In the four-party model, a card payment involves the cardholder, the issuer (their bank), the merchant, and the acquirer — the bank or licensed entity that holds the merchant’s account, accepts the transaction on the scheme’s behalf, and settles funds to the merchant. The acquirer is who the merchant signs with, who underwrites the merchant’s risk, and who answers to the scheme if that merchant turns out to be fraudulent.
Most businesses never deal with an acquiring bank directly. They sign with a payment service provider (PSP) or a payment facilitator that sits between them and the acquirer. Understanding which role you are playing — acquirer, PayFac, ISO, or referral partner — decides your licensing, your liability, and your economics.
The single biggest decision in acquiring is how much of the merchant relationship — and risk — you take on.
| Model | What you do | Who carries risk | Onboarding |
|---|---|---|---|
| Payment facilitator (PayFac) | Sign sub-merchants under your own master merchant account; aggregate them | You do — you underwrite and monitor sub-merchants | Instant / near-instant; you own KYC |
| ISO / agent | Refer and service merchants for an acquirer; merchants get their own MID | The acquiring bank | Slower; the acquirer underwrites each merchant |
| Referral partner | Send leads to a PSP / acquirer | The PSP / acquirer | You don’t onboard at all |
| Acquiring bank | Hold the scheme licence; settle to merchants | You — fully, to the scheme | Full underwriting, regulated |
SoftPOS is the most important acceptance shift for emerging markets — it removes the terminal as a barrier to getting a merchant onto the card rails.
SoftPOS (also “Tap to Pay” or contactless-on-COTS) turns a commercial off-the-shelf phone or tablet into a contactless card-acceptance device — no dongle, no dedicated terminal. The phone’s NFC reader does the tap; the card data and cryptogram are handled in software with hardware-backed protection.
For years this was impossible to certify: a general-purpose phone is an untrusted environment. The PCI Mobile Payments on COTS (MPoC) standard changed that. MPoC consolidated the earlier CPoC (contactless acceptance) and SPoC (PIN entry) standards into one modular framework covering both the tap and PIN entry on-glass, backed by a mandatory attestation and monitoring service that continuously checks the device and app integrity.
Card-present contactless acceptance on the phone’s own NFC radio. Lowers the cost of acceptance dramatically — the lever for informal and micro-merchant inclusion.
High-value taps that need a PIN can capture it on the touchscreen, within the MPoC security model. No separate PIN pad.
MPoC requires a back-end that attests device/app integrity in real time and can disable acceptance if the environment looks compromised.

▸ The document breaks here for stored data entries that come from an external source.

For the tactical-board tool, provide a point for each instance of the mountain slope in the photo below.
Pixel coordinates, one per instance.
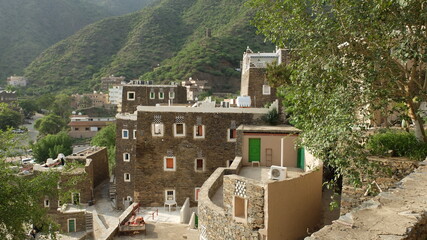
(28, 27)
(164, 42)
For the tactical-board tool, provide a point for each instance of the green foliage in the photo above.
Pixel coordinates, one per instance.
(272, 117)
(400, 143)
(50, 124)
(52, 145)
(21, 196)
(348, 55)
(9, 117)
(162, 43)
(107, 138)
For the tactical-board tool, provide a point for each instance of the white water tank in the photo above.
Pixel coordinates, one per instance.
(243, 101)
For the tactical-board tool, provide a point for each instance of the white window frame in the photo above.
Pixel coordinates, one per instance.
(68, 224)
(228, 135)
(128, 97)
(196, 196)
(126, 157)
(46, 202)
(203, 165)
(162, 130)
(183, 130)
(266, 89)
(123, 134)
(169, 169)
(166, 194)
(171, 95)
(161, 95)
(72, 197)
(125, 178)
(195, 131)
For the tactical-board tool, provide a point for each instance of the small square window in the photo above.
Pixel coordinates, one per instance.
(179, 129)
(46, 202)
(125, 134)
(231, 135)
(127, 177)
(196, 194)
(199, 165)
(169, 164)
(131, 95)
(199, 131)
(126, 157)
(157, 129)
(266, 90)
(169, 195)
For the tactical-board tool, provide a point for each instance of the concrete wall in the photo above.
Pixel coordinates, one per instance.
(294, 205)
(272, 141)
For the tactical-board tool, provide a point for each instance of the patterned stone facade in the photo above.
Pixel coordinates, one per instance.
(149, 95)
(147, 166)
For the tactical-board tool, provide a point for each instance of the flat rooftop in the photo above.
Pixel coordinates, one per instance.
(262, 173)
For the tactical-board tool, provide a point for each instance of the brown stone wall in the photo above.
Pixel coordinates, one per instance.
(62, 220)
(125, 189)
(100, 166)
(252, 82)
(148, 178)
(142, 96)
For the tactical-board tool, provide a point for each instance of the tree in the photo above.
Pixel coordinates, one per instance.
(347, 58)
(52, 145)
(21, 196)
(9, 118)
(50, 124)
(29, 107)
(107, 138)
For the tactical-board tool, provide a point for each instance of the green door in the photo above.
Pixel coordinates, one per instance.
(300, 158)
(254, 149)
(71, 225)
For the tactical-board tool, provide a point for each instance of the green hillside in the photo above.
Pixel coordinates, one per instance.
(119, 7)
(162, 43)
(28, 27)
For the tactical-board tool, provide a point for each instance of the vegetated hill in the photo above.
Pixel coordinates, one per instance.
(165, 42)
(120, 7)
(28, 27)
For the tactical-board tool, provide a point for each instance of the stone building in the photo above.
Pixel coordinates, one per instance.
(138, 93)
(108, 82)
(83, 126)
(88, 168)
(254, 82)
(272, 190)
(7, 96)
(167, 152)
(17, 81)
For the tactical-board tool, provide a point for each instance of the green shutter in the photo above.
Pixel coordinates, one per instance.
(301, 158)
(254, 149)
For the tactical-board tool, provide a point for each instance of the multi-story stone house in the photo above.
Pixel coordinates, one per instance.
(89, 168)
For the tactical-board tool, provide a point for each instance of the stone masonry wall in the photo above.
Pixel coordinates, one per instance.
(252, 82)
(151, 178)
(125, 189)
(399, 213)
(142, 96)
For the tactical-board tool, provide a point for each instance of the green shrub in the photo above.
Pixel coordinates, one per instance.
(400, 143)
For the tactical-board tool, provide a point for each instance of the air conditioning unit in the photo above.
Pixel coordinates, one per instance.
(277, 173)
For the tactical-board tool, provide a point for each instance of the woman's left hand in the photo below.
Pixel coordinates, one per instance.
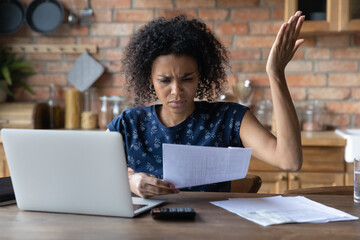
(285, 45)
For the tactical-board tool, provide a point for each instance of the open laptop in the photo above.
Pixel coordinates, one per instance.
(82, 172)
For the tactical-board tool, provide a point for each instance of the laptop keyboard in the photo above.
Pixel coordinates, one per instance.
(138, 206)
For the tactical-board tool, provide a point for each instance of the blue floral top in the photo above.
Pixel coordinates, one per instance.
(211, 124)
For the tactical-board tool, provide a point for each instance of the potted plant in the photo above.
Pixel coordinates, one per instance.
(13, 71)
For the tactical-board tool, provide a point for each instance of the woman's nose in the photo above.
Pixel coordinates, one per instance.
(176, 88)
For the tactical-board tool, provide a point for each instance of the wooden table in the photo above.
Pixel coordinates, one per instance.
(211, 222)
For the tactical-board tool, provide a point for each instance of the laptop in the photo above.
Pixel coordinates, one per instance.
(65, 171)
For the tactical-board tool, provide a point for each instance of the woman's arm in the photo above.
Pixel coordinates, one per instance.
(147, 185)
(284, 150)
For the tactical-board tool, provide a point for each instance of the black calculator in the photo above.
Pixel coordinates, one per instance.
(173, 213)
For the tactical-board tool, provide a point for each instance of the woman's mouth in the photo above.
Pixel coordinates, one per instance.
(177, 103)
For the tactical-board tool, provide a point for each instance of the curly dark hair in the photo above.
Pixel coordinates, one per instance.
(175, 36)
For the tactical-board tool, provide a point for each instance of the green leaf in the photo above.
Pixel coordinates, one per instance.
(6, 74)
(5, 89)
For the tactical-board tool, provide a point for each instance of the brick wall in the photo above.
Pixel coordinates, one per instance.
(326, 67)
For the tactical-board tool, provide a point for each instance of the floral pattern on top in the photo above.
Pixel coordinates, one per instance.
(211, 124)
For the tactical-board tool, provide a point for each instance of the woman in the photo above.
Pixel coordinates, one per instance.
(177, 60)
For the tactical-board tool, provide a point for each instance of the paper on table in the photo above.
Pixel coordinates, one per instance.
(187, 165)
(278, 210)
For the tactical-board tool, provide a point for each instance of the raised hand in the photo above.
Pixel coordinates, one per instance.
(285, 45)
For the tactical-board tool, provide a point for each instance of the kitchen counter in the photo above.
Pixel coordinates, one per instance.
(324, 138)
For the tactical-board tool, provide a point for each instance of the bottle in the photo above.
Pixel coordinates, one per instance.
(56, 113)
(105, 113)
(89, 117)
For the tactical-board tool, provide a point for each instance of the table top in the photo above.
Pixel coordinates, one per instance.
(211, 222)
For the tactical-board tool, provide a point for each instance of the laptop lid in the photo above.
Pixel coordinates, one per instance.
(82, 172)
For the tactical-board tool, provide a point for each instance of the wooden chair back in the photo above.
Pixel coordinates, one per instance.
(249, 184)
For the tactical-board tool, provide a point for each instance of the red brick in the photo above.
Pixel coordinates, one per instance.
(44, 56)
(46, 79)
(248, 67)
(268, 28)
(124, 41)
(336, 66)
(258, 94)
(296, 93)
(244, 14)
(55, 40)
(59, 66)
(101, 42)
(332, 120)
(112, 92)
(38, 67)
(113, 54)
(299, 66)
(67, 30)
(259, 80)
(310, 41)
(243, 54)
(277, 13)
(237, 3)
(227, 28)
(213, 14)
(104, 80)
(254, 42)
(152, 4)
(333, 40)
(299, 54)
(110, 3)
(102, 15)
(190, 13)
(227, 41)
(112, 29)
(14, 40)
(119, 80)
(357, 39)
(134, 15)
(344, 107)
(194, 3)
(113, 66)
(356, 94)
(271, 2)
(73, 56)
(317, 53)
(329, 93)
(231, 80)
(306, 79)
(344, 79)
(346, 53)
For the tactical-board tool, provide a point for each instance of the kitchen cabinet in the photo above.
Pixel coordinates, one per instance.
(323, 165)
(340, 15)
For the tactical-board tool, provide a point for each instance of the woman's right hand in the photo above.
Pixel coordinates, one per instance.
(147, 185)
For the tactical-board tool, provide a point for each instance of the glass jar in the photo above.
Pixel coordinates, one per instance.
(89, 118)
(105, 114)
(263, 112)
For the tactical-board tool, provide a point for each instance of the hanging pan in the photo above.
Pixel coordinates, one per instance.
(44, 16)
(12, 15)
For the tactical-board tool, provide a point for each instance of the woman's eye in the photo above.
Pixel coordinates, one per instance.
(187, 79)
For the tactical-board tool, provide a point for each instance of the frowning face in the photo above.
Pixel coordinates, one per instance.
(175, 79)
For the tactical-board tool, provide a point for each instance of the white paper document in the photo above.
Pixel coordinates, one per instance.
(187, 165)
(278, 210)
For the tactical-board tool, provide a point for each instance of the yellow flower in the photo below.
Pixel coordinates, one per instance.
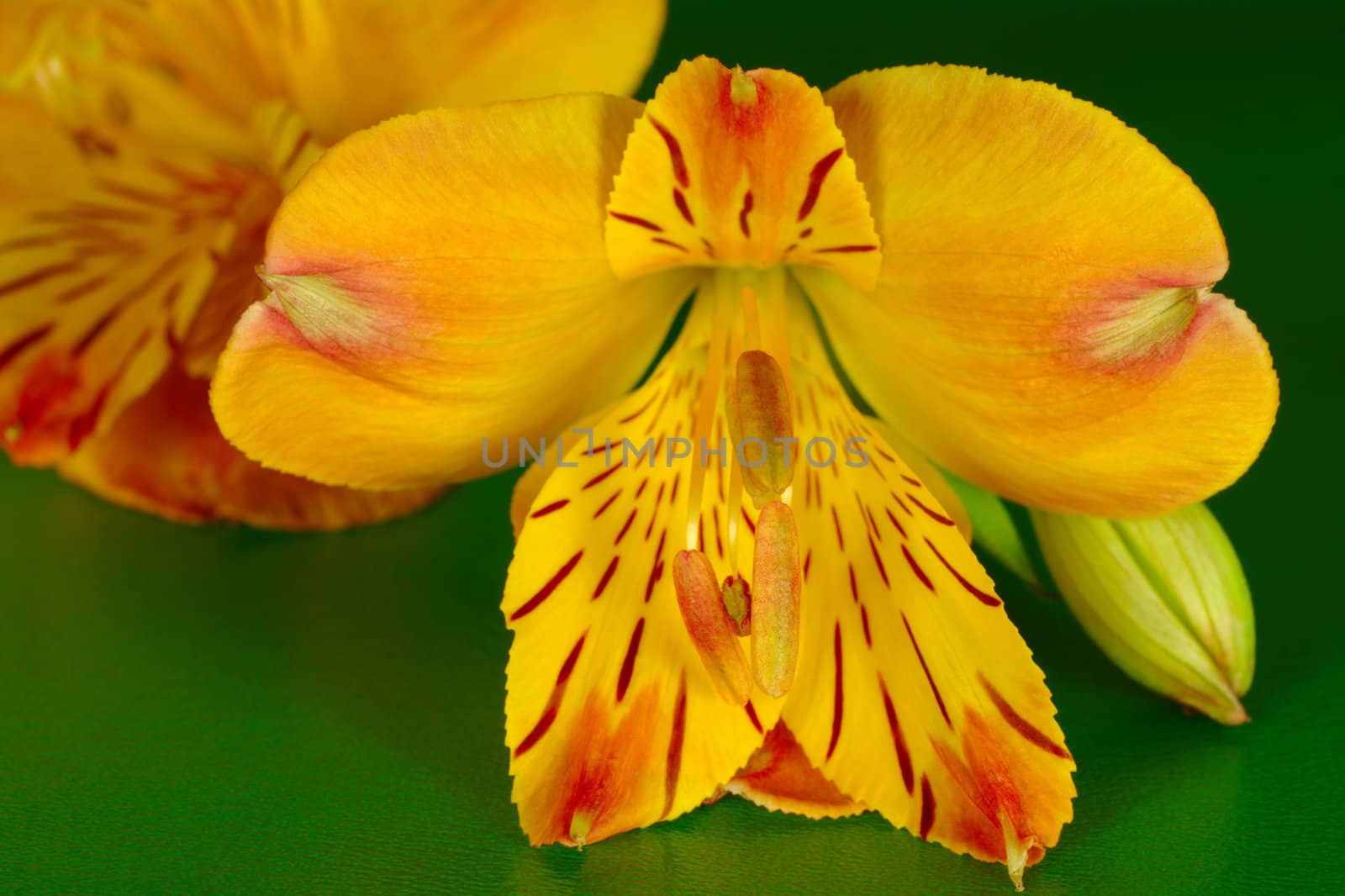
(145, 145)
(1017, 282)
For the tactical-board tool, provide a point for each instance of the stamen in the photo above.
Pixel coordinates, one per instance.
(737, 600)
(706, 408)
(741, 89)
(778, 586)
(709, 626)
(762, 425)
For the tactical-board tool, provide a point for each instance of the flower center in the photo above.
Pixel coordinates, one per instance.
(750, 356)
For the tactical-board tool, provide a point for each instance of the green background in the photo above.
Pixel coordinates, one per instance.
(229, 710)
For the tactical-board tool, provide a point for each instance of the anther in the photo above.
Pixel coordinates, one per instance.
(741, 89)
(709, 626)
(778, 584)
(762, 425)
(737, 600)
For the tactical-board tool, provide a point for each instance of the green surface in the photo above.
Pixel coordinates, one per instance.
(228, 710)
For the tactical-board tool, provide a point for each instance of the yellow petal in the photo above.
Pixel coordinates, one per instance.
(780, 777)
(440, 280)
(612, 720)
(915, 694)
(732, 167)
(1042, 324)
(165, 455)
(351, 65)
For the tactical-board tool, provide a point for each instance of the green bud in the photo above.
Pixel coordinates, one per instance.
(1163, 598)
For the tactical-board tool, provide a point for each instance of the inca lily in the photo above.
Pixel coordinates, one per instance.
(145, 147)
(1017, 282)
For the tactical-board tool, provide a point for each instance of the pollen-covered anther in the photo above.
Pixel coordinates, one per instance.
(737, 600)
(582, 822)
(762, 425)
(710, 627)
(743, 91)
(778, 586)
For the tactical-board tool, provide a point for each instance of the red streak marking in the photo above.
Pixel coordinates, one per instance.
(926, 808)
(607, 577)
(838, 701)
(638, 222)
(883, 571)
(607, 503)
(548, 588)
(935, 515)
(899, 741)
(17, 347)
(649, 530)
(820, 172)
(553, 705)
(1031, 732)
(669, 242)
(676, 152)
(625, 528)
(926, 667)
(87, 340)
(551, 509)
(757, 723)
(643, 408)
(38, 276)
(679, 201)
(989, 600)
(599, 478)
(657, 568)
(568, 667)
(676, 741)
(629, 663)
(916, 569)
(542, 725)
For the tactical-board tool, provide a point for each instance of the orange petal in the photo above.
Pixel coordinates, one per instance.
(915, 693)
(440, 280)
(103, 280)
(612, 720)
(780, 777)
(166, 455)
(732, 167)
(1042, 324)
(351, 65)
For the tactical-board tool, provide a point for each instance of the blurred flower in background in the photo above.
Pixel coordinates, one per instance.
(145, 147)
(1020, 287)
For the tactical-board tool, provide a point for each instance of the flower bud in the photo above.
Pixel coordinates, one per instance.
(1163, 598)
(709, 626)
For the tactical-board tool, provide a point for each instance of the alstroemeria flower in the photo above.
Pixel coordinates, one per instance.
(145, 145)
(1019, 282)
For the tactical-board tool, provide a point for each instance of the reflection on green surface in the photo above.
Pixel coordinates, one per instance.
(228, 710)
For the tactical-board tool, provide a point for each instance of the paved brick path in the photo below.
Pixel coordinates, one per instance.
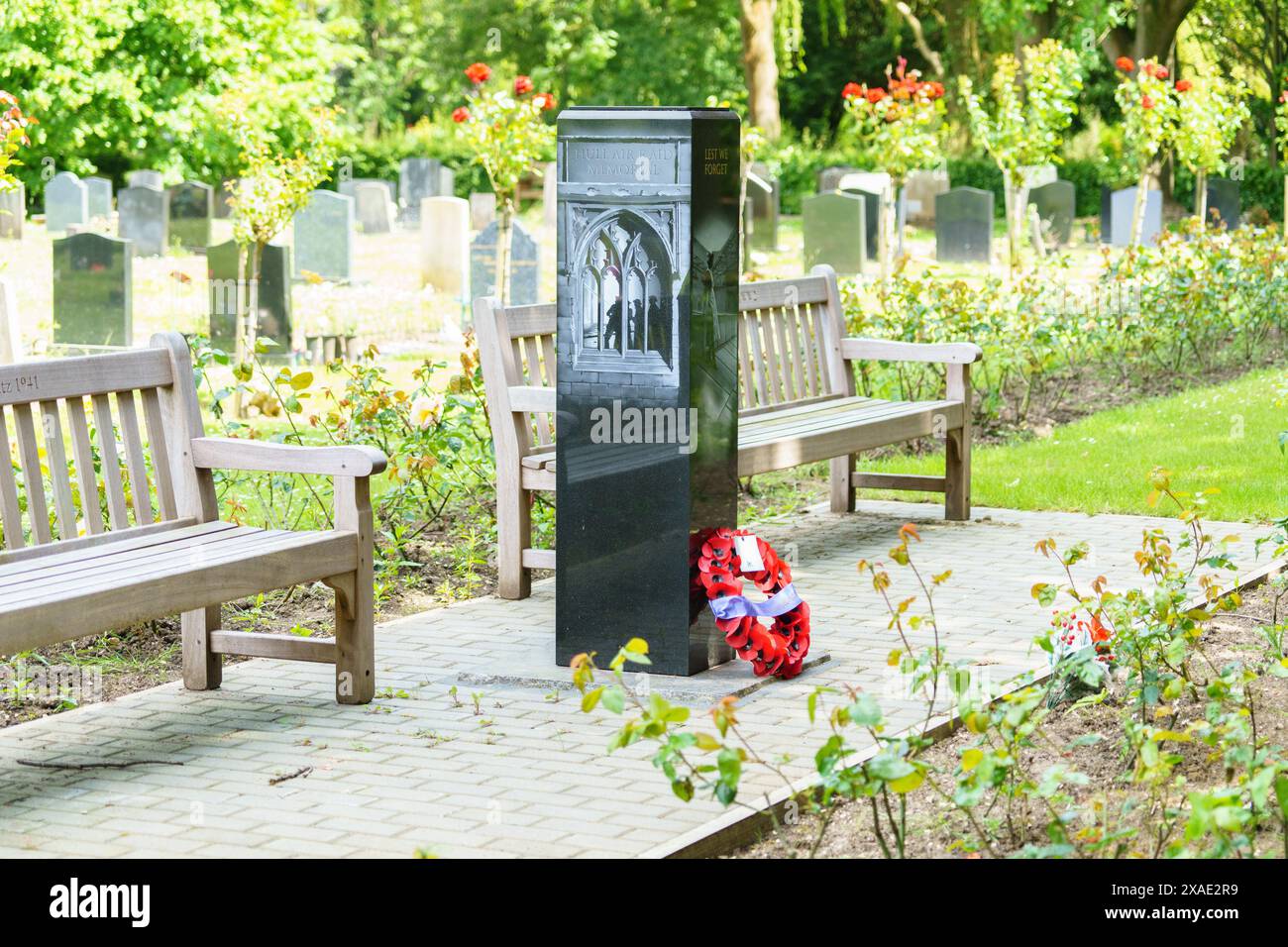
(528, 774)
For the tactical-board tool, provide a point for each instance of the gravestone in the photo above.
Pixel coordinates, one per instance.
(227, 295)
(482, 209)
(143, 217)
(1116, 215)
(964, 226)
(65, 202)
(836, 231)
(445, 244)
(99, 191)
(763, 205)
(829, 178)
(647, 316)
(919, 192)
(153, 179)
(374, 209)
(93, 294)
(13, 211)
(323, 236)
(417, 179)
(1223, 204)
(192, 206)
(524, 264)
(1056, 204)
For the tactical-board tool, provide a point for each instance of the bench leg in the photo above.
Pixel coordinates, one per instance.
(842, 483)
(356, 620)
(513, 535)
(957, 474)
(202, 669)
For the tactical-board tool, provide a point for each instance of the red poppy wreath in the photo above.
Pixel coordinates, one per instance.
(719, 561)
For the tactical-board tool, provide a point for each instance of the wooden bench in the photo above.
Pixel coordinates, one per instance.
(797, 399)
(161, 549)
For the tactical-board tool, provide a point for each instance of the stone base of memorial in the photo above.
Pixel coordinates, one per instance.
(647, 379)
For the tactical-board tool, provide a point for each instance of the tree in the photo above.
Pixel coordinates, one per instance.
(898, 129)
(1149, 124)
(1022, 123)
(1209, 116)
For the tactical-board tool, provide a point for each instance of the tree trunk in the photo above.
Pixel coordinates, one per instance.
(760, 64)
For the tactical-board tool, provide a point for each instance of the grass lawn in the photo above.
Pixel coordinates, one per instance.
(1224, 437)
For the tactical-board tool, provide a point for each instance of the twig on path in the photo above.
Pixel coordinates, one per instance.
(301, 771)
(98, 766)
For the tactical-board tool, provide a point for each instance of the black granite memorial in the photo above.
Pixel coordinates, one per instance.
(964, 226)
(91, 298)
(647, 380)
(1056, 204)
(274, 296)
(192, 208)
(1223, 204)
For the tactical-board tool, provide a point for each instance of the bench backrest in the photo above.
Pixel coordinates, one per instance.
(103, 446)
(789, 352)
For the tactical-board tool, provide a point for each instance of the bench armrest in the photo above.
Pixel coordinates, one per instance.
(885, 351)
(236, 454)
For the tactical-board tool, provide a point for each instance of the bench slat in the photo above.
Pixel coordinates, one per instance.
(84, 454)
(111, 462)
(68, 377)
(11, 513)
(136, 464)
(29, 457)
(58, 472)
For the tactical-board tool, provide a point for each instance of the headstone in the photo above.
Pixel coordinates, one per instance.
(829, 178)
(323, 236)
(9, 348)
(964, 226)
(192, 206)
(871, 218)
(524, 264)
(1056, 204)
(1116, 217)
(919, 192)
(143, 217)
(1223, 204)
(65, 202)
(93, 294)
(550, 195)
(99, 197)
(227, 294)
(647, 316)
(153, 179)
(417, 179)
(763, 204)
(374, 209)
(445, 244)
(836, 231)
(482, 209)
(13, 211)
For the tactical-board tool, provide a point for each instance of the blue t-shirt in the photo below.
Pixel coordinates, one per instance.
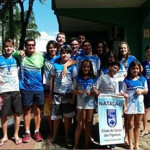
(48, 65)
(30, 71)
(84, 101)
(9, 80)
(63, 84)
(146, 74)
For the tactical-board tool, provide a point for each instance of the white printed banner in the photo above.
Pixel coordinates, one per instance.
(110, 108)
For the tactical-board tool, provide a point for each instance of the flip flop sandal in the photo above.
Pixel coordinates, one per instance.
(18, 141)
(3, 142)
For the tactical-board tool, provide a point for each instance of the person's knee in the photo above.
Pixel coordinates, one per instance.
(130, 125)
(80, 126)
(27, 110)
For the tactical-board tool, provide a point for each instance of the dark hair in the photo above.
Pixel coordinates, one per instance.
(29, 39)
(115, 63)
(8, 41)
(105, 46)
(120, 55)
(147, 47)
(91, 73)
(133, 64)
(54, 43)
(86, 41)
(62, 33)
(107, 58)
(65, 48)
(73, 39)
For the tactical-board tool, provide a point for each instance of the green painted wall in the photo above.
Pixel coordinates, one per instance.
(133, 20)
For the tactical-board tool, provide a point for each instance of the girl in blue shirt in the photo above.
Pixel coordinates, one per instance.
(146, 74)
(134, 87)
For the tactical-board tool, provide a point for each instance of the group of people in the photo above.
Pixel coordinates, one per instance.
(67, 79)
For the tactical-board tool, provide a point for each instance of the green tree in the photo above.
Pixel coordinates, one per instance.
(25, 19)
(22, 23)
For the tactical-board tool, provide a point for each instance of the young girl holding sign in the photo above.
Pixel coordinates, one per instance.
(82, 86)
(134, 86)
(107, 83)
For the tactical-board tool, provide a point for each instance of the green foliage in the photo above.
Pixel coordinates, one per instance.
(31, 30)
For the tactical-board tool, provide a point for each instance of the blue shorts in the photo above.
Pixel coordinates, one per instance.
(146, 102)
(32, 97)
(12, 103)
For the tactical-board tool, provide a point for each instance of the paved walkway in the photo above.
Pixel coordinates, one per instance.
(144, 141)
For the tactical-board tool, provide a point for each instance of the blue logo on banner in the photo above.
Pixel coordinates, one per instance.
(111, 117)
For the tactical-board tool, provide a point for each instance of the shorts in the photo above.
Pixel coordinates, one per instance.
(12, 103)
(61, 106)
(47, 104)
(32, 97)
(146, 102)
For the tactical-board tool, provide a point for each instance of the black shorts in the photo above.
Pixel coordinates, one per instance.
(32, 97)
(12, 104)
(61, 106)
(146, 102)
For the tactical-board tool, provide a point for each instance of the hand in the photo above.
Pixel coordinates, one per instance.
(22, 53)
(88, 93)
(71, 101)
(80, 92)
(124, 108)
(139, 91)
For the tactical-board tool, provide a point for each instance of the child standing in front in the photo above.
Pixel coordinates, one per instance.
(134, 87)
(107, 83)
(50, 58)
(61, 92)
(82, 86)
(146, 74)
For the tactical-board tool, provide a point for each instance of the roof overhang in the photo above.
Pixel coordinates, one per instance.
(98, 3)
(70, 24)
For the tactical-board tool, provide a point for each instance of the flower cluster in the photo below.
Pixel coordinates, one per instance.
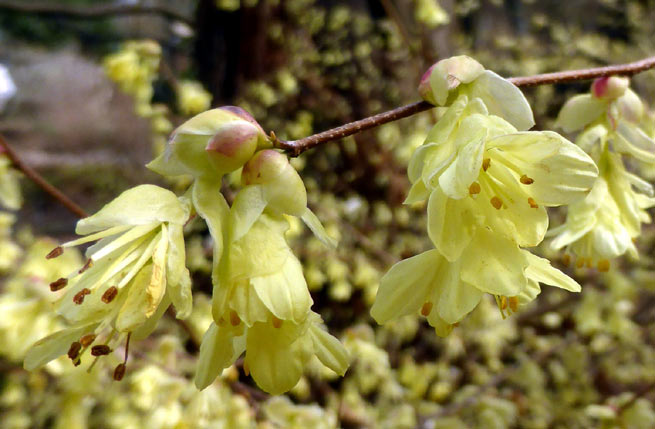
(487, 182)
(136, 270)
(613, 123)
(133, 272)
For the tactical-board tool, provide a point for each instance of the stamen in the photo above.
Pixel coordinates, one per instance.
(109, 295)
(100, 350)
(79, 297)
(474, 188)
(74, 350)
(89, 264)
(119, 372)
(533, 203)
(57, 251)
(234, 318)
(426, 309)
(86, 340)
(58, 284)
(526, 180)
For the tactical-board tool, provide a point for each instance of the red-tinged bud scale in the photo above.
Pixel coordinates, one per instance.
(57, 251)
(58, 284)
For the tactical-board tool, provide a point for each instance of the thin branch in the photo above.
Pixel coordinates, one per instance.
(40, 181)
(99, 11)
(296, 147)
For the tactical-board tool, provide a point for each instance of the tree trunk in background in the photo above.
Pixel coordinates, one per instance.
(230, 47)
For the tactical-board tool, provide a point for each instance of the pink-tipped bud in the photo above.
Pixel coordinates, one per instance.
(609, 87)
(424, 89)
(243, 114)
(232, 145)
(284, 189)
(445, 76)
(211, 144)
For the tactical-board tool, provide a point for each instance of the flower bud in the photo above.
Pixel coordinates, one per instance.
(609, 87)
(283, 187)
(211, 144)
(446, 75)
(232, 145)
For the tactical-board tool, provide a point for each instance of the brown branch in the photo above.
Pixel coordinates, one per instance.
(296, 147)
(98, 11)
(40, 181)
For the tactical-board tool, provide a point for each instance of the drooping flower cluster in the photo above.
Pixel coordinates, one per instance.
(487, 182)
(261, 304)
(612, 123)
(133, 272)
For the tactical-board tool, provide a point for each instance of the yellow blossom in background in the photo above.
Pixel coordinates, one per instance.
(192, 98)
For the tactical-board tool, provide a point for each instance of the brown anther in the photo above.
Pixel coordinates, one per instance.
(566, 259)
(119, 372)
(100, 350)
(57, 251)
(234, 318)
(79, 297)
(533, 203)
(526, 180)
(513, 303)
(87, 339)
(426, 309)
(603, 265)
(89, 264)
(58, 284)
(74, 350)
(109, 294)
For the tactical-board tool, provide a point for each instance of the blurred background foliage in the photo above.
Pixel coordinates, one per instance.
(302, 66)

This is the control that makes a phone trustworthy enough.
MPoC lets components (software, attestation, back-end) be certified independently and combined — unlike the monolithic CPoC/SPoC it replaces.
Many entry-level Transsion / low-end Android handsets ship without NFC, or with it disabled in firmware. Check the adapter at runtime — see the device-matrix work on know.2nth.ai. Your addressable device base is smaller than the spec implies.
MPoC’s monitoring service runs forever. Budget for it. “We certified once” is not how MPoC works.
Aggregating sub-merchants under your master MID means their fraud and chargebacks are yours until you can demonstrate controls. Schemes will hold you to sub-merchant monitoring thresholds.
Contactless and PIN-CVM ceilings are set per scheme and per country. Hard-code the right local limits; do not assume a global default.
Opinionated guidance — member tier. The reference material above stays open.
Choose the PayFac model when fast, self-service onboarding is your product (marketplaces, platforms, vertical SaaS), your sub-merchants are small, and you can build real underwriting + transaction monitoring. Skip it if you cannot staff risk — a single fraud ring can wipe out a thin-margin aggregator.
SoftPOS wins for micro-merchants, mobile/field sellers, and any programme where the cost or logistics of distributing terminals is the blocker. A traditional PIN-entry terminal still wins for high-volume lanes, where you need a physical PIN pad, or where the merchant’s staff should not handle their own phone for payments. Many estates run both.